I am so unbelievably lucky.


Happy discoveries of the day


  1. I live down the street from an Indian supermarket.
  2. And a kung fu school!
  3. And a 24/7 Harris Teeter (supermarket) with a good selection of stuff!
  4. People in Raleigh are very friendly! While eating BBQ at Ole Time, I struck up a conversation with the family behind me, and got a bunch of suggestions on things to check out in the area. (Unfortunately, I’m not into sports so much, so half the recommendations aren’t that interesting to me, but… still!) I should explore this area more.

On that latter note, I’m going to see if I can make it to the Durham farmers’ market tomorrow morning. If I wake up in time, that is. I’m still slowly unpacking my things into my apartment and trying to get rest and pace myself through work, because I’m still wiped out from August and this summer in general, and October’s travel is going to be brutal (yet awesome!) so… taking a breather is… a good idea, possibly, right now.

Feeling good. Today I got a bunch of work done, a bunch of not-work done, and whipped the apartment into far better shape. I hate cleaning, so I bribed myself – one of my high school teachers, Doc Nok (Dr. Nokkentved), gave our class his sage parting advice of “make sure you have one nice dinner per week, at minimum.” So I decided, all right, I will make that dinner day be the same as cleaning day, so I have something to look forward to. And that’s why I went to Ole Time tonight. Raleigh BBQ is… mmm.

I also looked at the contents of my fridge and decided that (1) the hardneck garlic was more perishable than I would like, (2) peeling and chopping garlic every time I cooked was a messy pain, and (3) batch-processing was awesome.
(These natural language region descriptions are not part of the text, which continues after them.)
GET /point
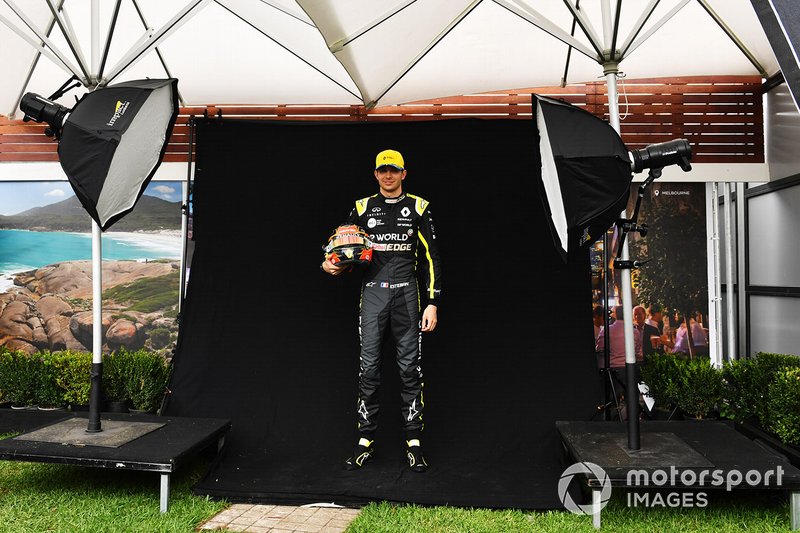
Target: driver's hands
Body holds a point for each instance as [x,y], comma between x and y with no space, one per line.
[429,318]
[332,269]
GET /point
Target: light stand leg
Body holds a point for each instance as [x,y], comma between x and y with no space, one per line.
[164,495]
[97,330]
[597,507]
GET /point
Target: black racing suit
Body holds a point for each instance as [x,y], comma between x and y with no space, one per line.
[402,233]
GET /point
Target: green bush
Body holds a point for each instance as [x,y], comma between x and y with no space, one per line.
[48,393]
[5,374]
[661,373]
[146,380]
[784,405]
[18,378]
[74,375]
[747,383]
[160,337]
[113,380]
[701,388]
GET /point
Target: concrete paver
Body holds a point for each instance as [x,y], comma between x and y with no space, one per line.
[253,518]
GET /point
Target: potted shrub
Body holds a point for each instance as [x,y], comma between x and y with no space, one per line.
[747,383]
[660,372]
[701,389]
[741,396]
[146,379]
[48,395]
[113,381]
[19,379]
[5,374]
[784,406]
[74,377]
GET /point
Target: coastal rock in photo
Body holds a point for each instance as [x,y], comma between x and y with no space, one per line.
[31,325]
[14,321]
[81,326]
[50,307]
[73,279]
[125,333]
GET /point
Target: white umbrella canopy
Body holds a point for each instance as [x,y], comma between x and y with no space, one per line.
[376,52]
[223,52]
[405,50]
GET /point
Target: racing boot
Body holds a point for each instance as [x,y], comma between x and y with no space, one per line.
[416,460]
[362,454]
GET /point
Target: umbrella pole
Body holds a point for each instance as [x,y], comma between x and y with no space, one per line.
[632,385]
[97,330]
I spent much of the evening peeling every single head of garlic I had purchased and placing them in a olive-oil filled container. I originally had started chopping then, but realized I could do that while cooking because I’d probably be chopping other things too (and besides, sometimes I might want larger pieces of garlic, etc). So now I have a container absolutely stuffed with peeled garlic, some of which is chopped, and olive oil that’s going to taste magnificently of garlic when I use it. Life has gotten more convenient. WIN!

This plus the cleaning made me feel incredibly domesticated, so I continued plugging through Project: Make My Car Suck Less by researching how to fix my side mirror. Looks like fun – need to unpack my tools first, though, and order the mirror. My current fix is very much a kludge.
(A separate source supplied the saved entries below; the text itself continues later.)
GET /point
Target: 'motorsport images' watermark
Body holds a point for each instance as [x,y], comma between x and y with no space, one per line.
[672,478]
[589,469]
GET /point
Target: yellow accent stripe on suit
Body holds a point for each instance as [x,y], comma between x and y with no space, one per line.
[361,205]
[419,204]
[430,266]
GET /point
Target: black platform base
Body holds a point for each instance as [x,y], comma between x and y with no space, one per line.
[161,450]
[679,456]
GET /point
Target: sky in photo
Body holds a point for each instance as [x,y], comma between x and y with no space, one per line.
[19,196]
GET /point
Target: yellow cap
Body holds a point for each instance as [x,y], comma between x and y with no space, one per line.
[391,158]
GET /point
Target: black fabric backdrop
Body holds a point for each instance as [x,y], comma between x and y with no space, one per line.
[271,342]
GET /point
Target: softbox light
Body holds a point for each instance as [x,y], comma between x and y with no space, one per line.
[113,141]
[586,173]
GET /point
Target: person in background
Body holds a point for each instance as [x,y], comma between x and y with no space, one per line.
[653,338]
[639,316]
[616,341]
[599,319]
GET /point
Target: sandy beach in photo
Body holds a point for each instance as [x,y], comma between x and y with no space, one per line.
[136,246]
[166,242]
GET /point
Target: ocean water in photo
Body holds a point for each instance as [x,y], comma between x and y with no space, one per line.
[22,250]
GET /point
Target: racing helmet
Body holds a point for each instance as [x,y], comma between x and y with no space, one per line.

But hey. It cost $6 (for the mirror – I already had the duct tape). It’s just… yeah. Car needs fixin’. Also needs new wiper blades. The battery already gave out in Boston – got a new one – and then both brake lines started leaking, also in Boston… got new ones, and… I’m just going to start paying much closer attention to this car now. It’s 17 and I’m not sure how much longer it will last. Ah well. I should learn things by fixing it, and when I take it to the shop I’ll ask if I can watch and learn from what they’re doing, and… it’ll be all right.

Life’s good and I’m having fun and am considerably more relaxed than usual, given the circumstances. Getting rest. In fact, getting rest now. I am sleepy and it’s bedtime.